The Financial Times headlined above the fold yesterday (before the bombing), that upwards of 3,000 Saudi Arabian Islamists intent on jihad have crossed into Iraq from Saudi Arabia recently. Also yesterday, it was reported in the Jerusalem Post that Ambassador Paul Bremer accused Syria of permitting terrorists to cross into Iraq from Syria. Iran also has been widely suspected of encouraging Shi'ite terrorists in Iraq. So, while we do not yet know for sure who carried out the slaughters, if, as seems highly possible, these acts are the work of jihadists, rather than -- or as well as -- Ba'athists, certain implications flow from the brave words of the United Nations, the EU and elsewhere.

The unavoidable implication is that Islamist terrorism in any country cannot be defeated without reversing the policy (or regime) of states that give comfort and support to those terrorists. President Bush's much-ridiculed Axis of Evil exists, and its targets now include the United Nations itself.

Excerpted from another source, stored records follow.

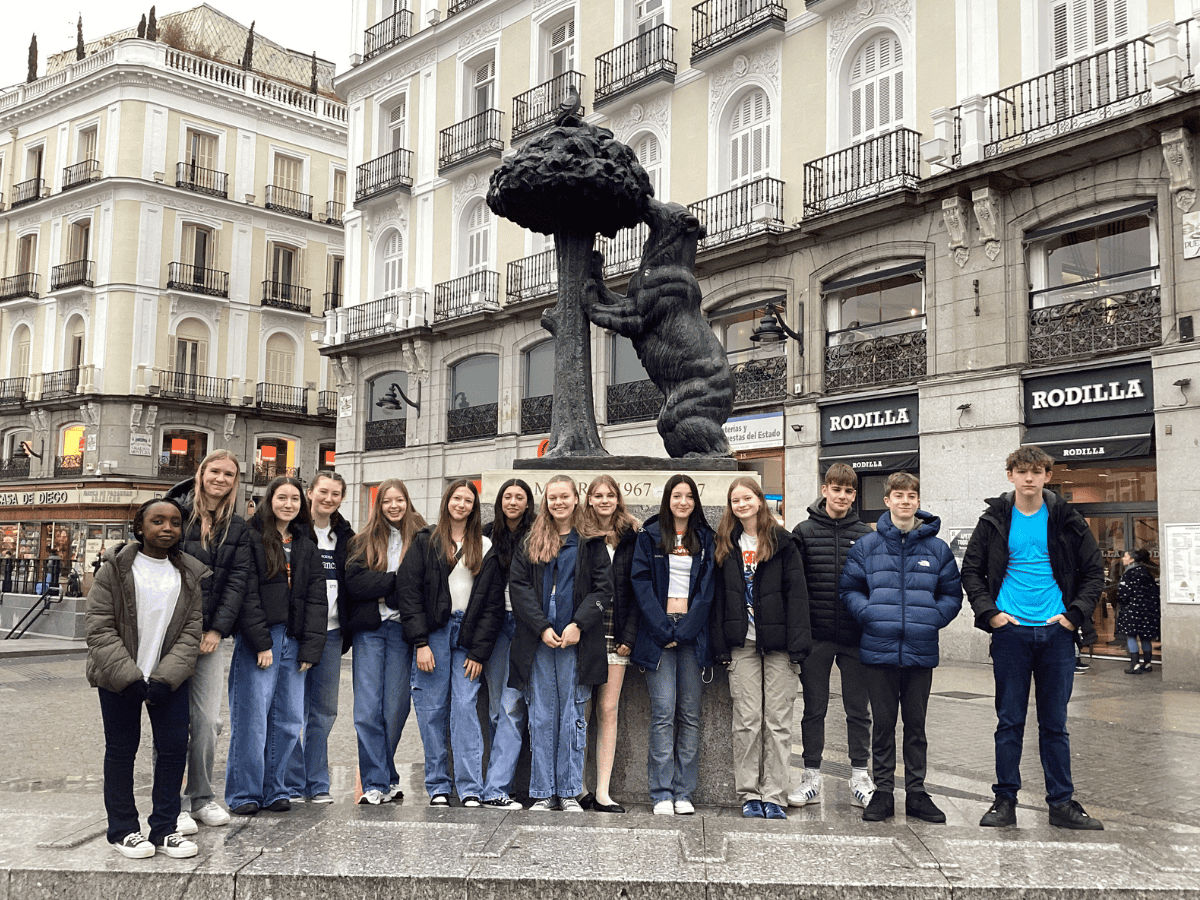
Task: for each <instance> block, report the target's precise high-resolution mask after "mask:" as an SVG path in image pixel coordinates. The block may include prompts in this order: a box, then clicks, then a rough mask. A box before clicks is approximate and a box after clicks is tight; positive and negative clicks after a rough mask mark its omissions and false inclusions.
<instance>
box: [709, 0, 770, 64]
mask: <svg viewBox="0 0 1200 900" xmlns="http://www.w3.org/2000/svg"><path fill="white" fill-rule="evenodd" d="M786 24H787V7H785V6H784V4H782V2H781V0H706V2H702V4H697V5H696V6H694V7H691V64H692V65H694V66H695V65H696V62H697V61H698V60H702V59H704V58H706V56H712V55H714V54H716V53H719V52H720V50H722V49H725V48H726V47H728V46H731V44H733V43H736V42H738V41H742V40H743V38H746V37H750V36H751V35H757V34H761V32H763V31H780V32H782V30H784V25H786Z"/></svg>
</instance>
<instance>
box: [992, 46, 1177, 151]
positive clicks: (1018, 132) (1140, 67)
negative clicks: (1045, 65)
mask: <svg viewBox="0 0 1200 900" xmlns="http://www.w3.org/2000/svg"><path fill="white" fill-rule="evenodd" d="M1188 52H1189V56H1190V47H1189V48H1188ZM1152 53H1153V49H1152V46H1151V44H1150V42H1148V41H1147V40H1146V38H1145V37H1139V38H1135V40H1133V41H1127V42H1126V43H1123V44H1120V46H1117V47H1112V48H1110V49H1108V50H1102V52H1100V53H1097V54H1094V55H1092V56H1088V58H1087V59H1082V60H1079V61H1078V62H1072V64H1069V65H1066V66H1062V67H1060V68H1056V70H1054V71H1052V72H1046V73H1045V74H1040V76H1037V77H1036V78H1031V79H1028V80H1025V82H1021V83H1020V84H1014V85H1013V86H1010V88H1004V89H1003V90H1000V91H996V92H995V94H989V95H988V96H986V97H984V104H985V109H986V113H985V115H986V122H985V127H986V143H985V145H984V157H991V156H998V155H1000V154H1004V152H1008V151H1010V150H1015V149H1018V148H1022V146H1028V145H1030V144H1037V143H1039V142H1042V140H1048V139H1050V138H1054V137H1057V136H1060V134H1067V133H1069V132H1072V131H1078V130H1080V128H1086V127H1088V126H1091V125H1096V124H1098V122H1102V121H1108V120H1109V119H1112V118H1114V116H1117V115H1122V114H1124V113H1128V112H1130V110H1133V109H1136V108H1139V107H1144V106H1147V104H1148V103H1150V101H1151V88H1152V86H1153V85H1152V83H1151V79H1150V61H1151V56H1152Z"/></svg>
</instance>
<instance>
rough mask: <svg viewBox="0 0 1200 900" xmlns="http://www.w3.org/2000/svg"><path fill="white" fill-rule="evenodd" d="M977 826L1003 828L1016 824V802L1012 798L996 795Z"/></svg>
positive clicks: (994, 827) (979, 820) (1004, 796)
mask: <svg viewBox="0 0 1200 900" xmlns="http://www.w3.org/2000/svg"><path fill="white" fill-rule="evenodd" d="M979 824H980V827H983V828H1004V827H1006V826H1010V824H1016V800H1014V799H1013V798H1012V797H1006V796H1003V794H996V799H995V800H992V804H991V806H990V808H989V809H988V811H986V812H984V814H983V818H980V820H979Z"/></svg>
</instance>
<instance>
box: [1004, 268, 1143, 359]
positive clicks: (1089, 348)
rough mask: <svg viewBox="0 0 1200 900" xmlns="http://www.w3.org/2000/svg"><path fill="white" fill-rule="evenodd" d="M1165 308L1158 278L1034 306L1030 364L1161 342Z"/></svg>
mask: <svg viewBox="0 0 1200 900" xmlns="http://www.w3.org/2000/svg"><path fill="white" fill-rule="evenodd" d="M1072 287H1074V288H1076V289H1078V287H1079V286H1072ZM1162 314H1163V308H1162V299H1160V296H1159V288H1158V286H1157V284H1156V286H1152V287H1144V288H1138V289H1133V290H1123V292H1121V293H1114V294H1109V295H1108V296H1085V298H1074V299H1070V300H1068V301H1066V302H1056V304H1052V305H1049V306H1043V307H1040V308H1034V310H1030V350H1028V355H1030V364H1031V365H1037V364H1049V362H1058V361H1066V360H1072V359H1079V358H1085V359H1086V358H1091V356H1094V355H1097V354H1102V353H1116V352H1127V350H1133V349H1140V348H1144V347H1158V346H1159V344H1160V343H1162V342H1163V325H1162Z"/></svg>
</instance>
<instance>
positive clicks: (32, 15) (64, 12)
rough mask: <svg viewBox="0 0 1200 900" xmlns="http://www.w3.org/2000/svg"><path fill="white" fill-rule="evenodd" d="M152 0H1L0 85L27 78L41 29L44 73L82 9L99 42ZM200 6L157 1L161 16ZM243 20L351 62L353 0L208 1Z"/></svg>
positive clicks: (75, 41)
mask: <svg viewBox="0 0 1200 900" xmlns="http://www.w3.org/2000/svg"><path fill="white" fill-rule="evenodd" d="M151 2H154V0H2V5H4V7H5V12H4V26H2V28H0V86H5V88H7V86H11V85H13V84H17V83H18V82H24V80H25V71H26V60H28V59H29V37H30V35H32V34H35V32H36V34H37V74H38V76H44V74H46V58H47V56H48V55H53V54H55V53H59V52H61V50H70V49H74V44H76V19H78V17H79V14H80V13H82V14H83V37H84V40H85V41H95V40H96V38H98V37H103V36H104V35H107V34H110V32H113V31H120V30H121V29H125V28H136V26H137V24H138V19H140V18H142V13H144V12H148V11H149V10H150V4H151ZM194 6H199V0H196V1H194V2H190V1H188V0H178V1H175V0H166V1H164V2H158V4H157V7H156V13H157V16H158V17H160V18H162V14H163V13H166V12H179V11H181V10H191V8H192V7H194ZM209 6H212V7H214V8H217V10H221V11H222V12H223V13H226V14H227V16H230V17H233V18H235V19H238V20H239V22H241V23H242V24H244V25H250V23H251V20H256V23H257V24H256V25H254V31H257V32H258V34H260V35H263V36H264V37H269V38H270V40H272V41H275V42H276V43H281V44H283V46H284V47H287V48H289V49H293V50H301V52H304V53H312V52H313V50H316V52H317V55H318V56H320V58H322V59H326V60H329V61H330V62H334V64H335V65H336V66H337V72H338V74H341V72H342V71H343V70H346V68H348V67H349V54H350V40H349V22H350V14H349V2H348V0H326V2H323V4H313V2H296V1H295V0H236V2H234V1H233V0H209Z"/></svg>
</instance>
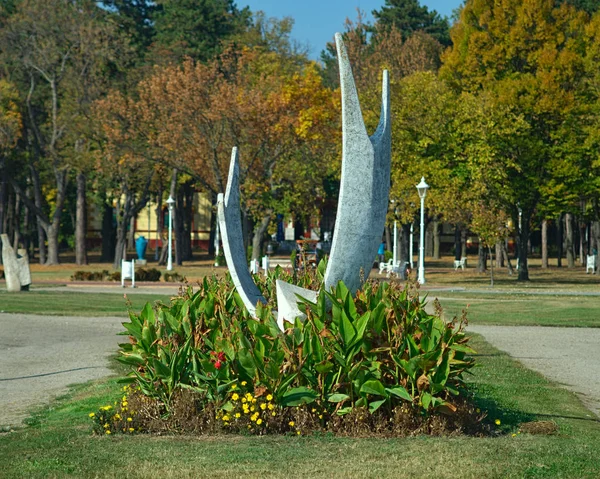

If the U.N. Security Council and Secretary-General Annan meant what they said yesterday, they soon will have to present their plan for regime change or transformation in Iran, Syria and Saudi Arabia, among others.

Will yesterday's assault on the U.N. citadel in Baghdad induce the true beginning of the actual fighting of President Bush's long-called for war by the entire civilized world against terrorism? Or will the United Nations once again rationalize inaction, and thereby complete the rout of its credibility?